Gallbladder polyps are common abnormal growths that form on the inner mucosal lining of the gallbladder wall. These projections are typically discovered incidentally during an abdominal ultrasound or other imaging tests performed for unrelated reasons. Most individuals with gallbladder polyps experience no symptoms. While the majority of these growths are benign, a small percentage can carry the potential for malignant change, which necessitates careful medical attention. The ultimate outcome for a gallbladder polyp—whether it remains stable, grows, or disappears—is largely dependent on its underlying cellular makeup.
Understanding Gallbladder Polyp Types
Gallbladder polyps are broadly categorized into two main groups: non-neoplastic and neoplastic, a distinction that determines their biological behavior. Non-neoplastic polyps, which are not true tumors, represent the vast majority of findings, accounting for 90% or more of all cases. The most common subtype is the cholesterol polyp, which makes up 60% to 90% of all gallbladder polyps. These are not growths of abnormal tissue but rather accumulations of cholesterol lipids that have deposited and adhered to the gallbladder lining, a condition known as cholesterolosis.
Other non-neoplastic types include inflammatory polyps, which are composed of granulation and scar tissue resulting from chronic inflammation or irritation of the gallbladder wall. Adenomyomatosis is another non-neoplastic form, characterized by an overgrowth of the inner lining and thickening of the muscular layer of the gallbladder wall, often forming small cysts. Since these non-neoplastic lesions are not composed of abnormally dividing cells, they carry virtually no potential for becoming cancerous.
In contrast, neoplastic polyps, such as adenomas, are true benign tumors considered premalignant lesions. These epithelial growths are composed of cells that resemble the lining of the biliary tract and have the potential to progress toward malignancy. While they are far less common than cholesterol polyps, their presence requires a cautious management approach due to this potential for cancerous transformation.
Factors Influencing Polyp Regression
Whether a gallbladder polyp can disappear on its own is determined by the polyp’s specific type and its size. Regression, or spontaneous disappearance, is almost exclusively observed in non-neoplastic polyps, particularly the common cholesterol type. The mechanism is tied to their composition; since they are cholesterol deposits rather than true tissue growths, they may detach or be reabsorbed if lipid metabolism improves. This reabsorption or shedding is most likely to occur in polyps measuring 5 millimeters or less in diameter.

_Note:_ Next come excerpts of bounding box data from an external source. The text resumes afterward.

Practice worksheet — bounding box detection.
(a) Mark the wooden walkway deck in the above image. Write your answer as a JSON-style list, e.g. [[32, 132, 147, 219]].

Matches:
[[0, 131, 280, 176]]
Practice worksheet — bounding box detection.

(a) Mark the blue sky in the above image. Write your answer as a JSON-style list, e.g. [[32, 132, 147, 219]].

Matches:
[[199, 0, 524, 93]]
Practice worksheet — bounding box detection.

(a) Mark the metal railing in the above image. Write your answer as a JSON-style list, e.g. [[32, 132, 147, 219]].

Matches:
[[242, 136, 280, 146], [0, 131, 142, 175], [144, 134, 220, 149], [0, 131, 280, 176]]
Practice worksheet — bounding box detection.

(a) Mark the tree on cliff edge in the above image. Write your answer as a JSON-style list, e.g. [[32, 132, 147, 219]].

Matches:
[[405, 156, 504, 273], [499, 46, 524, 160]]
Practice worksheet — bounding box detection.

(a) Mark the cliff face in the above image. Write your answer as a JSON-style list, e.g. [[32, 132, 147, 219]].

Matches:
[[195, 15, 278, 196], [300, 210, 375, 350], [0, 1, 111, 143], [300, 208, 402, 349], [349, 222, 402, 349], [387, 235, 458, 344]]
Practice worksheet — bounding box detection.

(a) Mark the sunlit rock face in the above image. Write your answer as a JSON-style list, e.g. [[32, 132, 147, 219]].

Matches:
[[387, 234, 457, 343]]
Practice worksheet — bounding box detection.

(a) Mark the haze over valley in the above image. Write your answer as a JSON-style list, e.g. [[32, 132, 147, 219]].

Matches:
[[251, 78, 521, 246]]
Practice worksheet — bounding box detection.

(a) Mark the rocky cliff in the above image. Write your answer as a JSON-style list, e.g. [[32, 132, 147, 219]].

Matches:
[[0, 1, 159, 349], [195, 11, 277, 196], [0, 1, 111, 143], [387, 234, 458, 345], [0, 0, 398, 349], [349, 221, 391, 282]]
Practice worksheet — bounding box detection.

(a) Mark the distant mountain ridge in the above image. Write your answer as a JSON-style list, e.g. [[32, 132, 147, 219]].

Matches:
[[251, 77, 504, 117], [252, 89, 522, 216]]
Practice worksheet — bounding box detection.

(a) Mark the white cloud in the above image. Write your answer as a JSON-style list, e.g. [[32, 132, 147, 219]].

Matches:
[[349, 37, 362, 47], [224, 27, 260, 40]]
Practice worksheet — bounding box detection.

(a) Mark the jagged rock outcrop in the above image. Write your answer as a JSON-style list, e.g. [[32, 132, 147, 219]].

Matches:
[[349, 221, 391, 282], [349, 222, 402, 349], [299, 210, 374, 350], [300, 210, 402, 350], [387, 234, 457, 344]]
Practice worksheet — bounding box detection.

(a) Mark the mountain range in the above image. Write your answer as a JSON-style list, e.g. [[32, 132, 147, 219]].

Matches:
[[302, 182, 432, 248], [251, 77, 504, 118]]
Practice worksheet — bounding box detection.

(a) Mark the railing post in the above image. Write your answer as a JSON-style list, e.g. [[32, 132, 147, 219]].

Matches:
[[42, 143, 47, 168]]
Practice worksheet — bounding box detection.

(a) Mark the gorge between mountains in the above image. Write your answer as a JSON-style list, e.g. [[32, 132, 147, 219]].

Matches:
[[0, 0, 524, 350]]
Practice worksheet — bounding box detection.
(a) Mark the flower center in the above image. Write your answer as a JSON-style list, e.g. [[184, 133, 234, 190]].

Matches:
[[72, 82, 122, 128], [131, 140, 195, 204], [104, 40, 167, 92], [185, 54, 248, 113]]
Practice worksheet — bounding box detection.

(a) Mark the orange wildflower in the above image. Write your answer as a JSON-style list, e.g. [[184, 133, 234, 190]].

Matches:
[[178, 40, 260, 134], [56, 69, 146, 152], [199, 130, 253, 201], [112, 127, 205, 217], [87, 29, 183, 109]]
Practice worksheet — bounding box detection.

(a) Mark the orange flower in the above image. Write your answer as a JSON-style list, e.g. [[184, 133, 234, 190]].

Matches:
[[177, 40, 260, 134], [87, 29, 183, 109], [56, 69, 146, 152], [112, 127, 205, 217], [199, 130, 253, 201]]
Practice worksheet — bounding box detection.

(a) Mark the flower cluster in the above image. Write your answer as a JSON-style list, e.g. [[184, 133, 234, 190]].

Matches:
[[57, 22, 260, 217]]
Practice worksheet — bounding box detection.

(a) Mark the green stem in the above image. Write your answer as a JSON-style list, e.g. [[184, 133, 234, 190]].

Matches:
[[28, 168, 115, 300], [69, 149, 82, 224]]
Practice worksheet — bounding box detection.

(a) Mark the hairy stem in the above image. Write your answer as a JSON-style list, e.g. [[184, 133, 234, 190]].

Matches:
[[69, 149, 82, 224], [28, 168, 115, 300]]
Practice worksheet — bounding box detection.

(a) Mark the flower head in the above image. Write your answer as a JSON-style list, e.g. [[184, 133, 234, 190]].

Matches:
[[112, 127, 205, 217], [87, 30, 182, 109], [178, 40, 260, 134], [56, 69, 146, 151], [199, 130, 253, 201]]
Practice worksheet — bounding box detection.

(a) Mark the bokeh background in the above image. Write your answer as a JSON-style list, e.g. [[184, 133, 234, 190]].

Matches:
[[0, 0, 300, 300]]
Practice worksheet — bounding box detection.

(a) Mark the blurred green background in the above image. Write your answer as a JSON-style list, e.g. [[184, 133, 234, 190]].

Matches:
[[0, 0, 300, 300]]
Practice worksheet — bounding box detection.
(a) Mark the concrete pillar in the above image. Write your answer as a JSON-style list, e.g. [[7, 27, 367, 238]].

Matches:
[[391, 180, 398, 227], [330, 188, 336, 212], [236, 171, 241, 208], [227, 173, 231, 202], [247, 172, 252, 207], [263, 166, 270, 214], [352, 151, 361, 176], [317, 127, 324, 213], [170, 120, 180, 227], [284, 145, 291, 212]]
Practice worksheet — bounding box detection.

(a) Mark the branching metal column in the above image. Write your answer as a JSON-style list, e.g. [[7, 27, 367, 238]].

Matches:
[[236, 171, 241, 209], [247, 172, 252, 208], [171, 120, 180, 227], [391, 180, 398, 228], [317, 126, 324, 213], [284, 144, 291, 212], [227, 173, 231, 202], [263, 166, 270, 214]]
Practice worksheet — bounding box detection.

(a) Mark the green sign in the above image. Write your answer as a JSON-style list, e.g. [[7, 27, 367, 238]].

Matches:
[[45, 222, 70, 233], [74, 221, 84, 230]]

Some studies have documented the total disappearance of small gallbladder polyps during follow-up. A significant decrease in size, often defined as a reduction of 4 millimeters or more, is generally considered equivalent to regression and a sign of a benign course. While changes in diet and cholesterol levels are theoretically linked to the formation and potential regression of cholesterol polyps, there is no direct evidence that cholesterol-lowering medication reliably shrinks these growths.
The natural history of neoplastic polyps, such as adenomas, is different from that of cholesterol deposits. These growths are formed from abnormal cell proliferation and therefore do not regress spontaneously. Once a neoplastic polyp forms, it will either remain stable or increase in size, making size change a critical factor in determining malignancy risk.
When Polyps Require Monitoring or Intervention
Because polyps carry a small but real risk of harboring or developing cancer, a “wait-and-see” strategy with regular monitoring is applied to most small, asymptomatic polyps. For polyps measuring 5 millimeters or less in a patient without additional risk factors, guidelines recommend no further follow-up is necessary due to the extremely low malignancy risk. Surveillance with follow-up ultrasound is initiated for polyps between 6 and 9 millimeters, with examinations scheduled at intervals (e.g., six months, one year, and two years).
Intervention (cholecystectomy) becomes the recommended course when the risk of malignancy outweighs the risk of surgery. The primary size threshold for surgical consultation is 10 millimeters, as the average size of neoplastic polyps is significantly larger than non-neoplastic types. Any polyp that grows rapidly, defined as an increase of 4 millimeters or more within a single year, is an urgent indication for intervention, regardless of its initial size.
Patient-specific risk factors can lower the size threshold for recommending cholecystectomy, even for polyps in the 6-to-9-millimeter range. These factors include age over 60 years, the presence of primary sclerosing cholangitis, or a polyp exhibiting a sessile (broad-based, flat) morphology rather than a stalked (pedunculated) one. In these higher-risk scenarios, surgical removal is advised because the chance of an underlying malignancy is significantly elevated.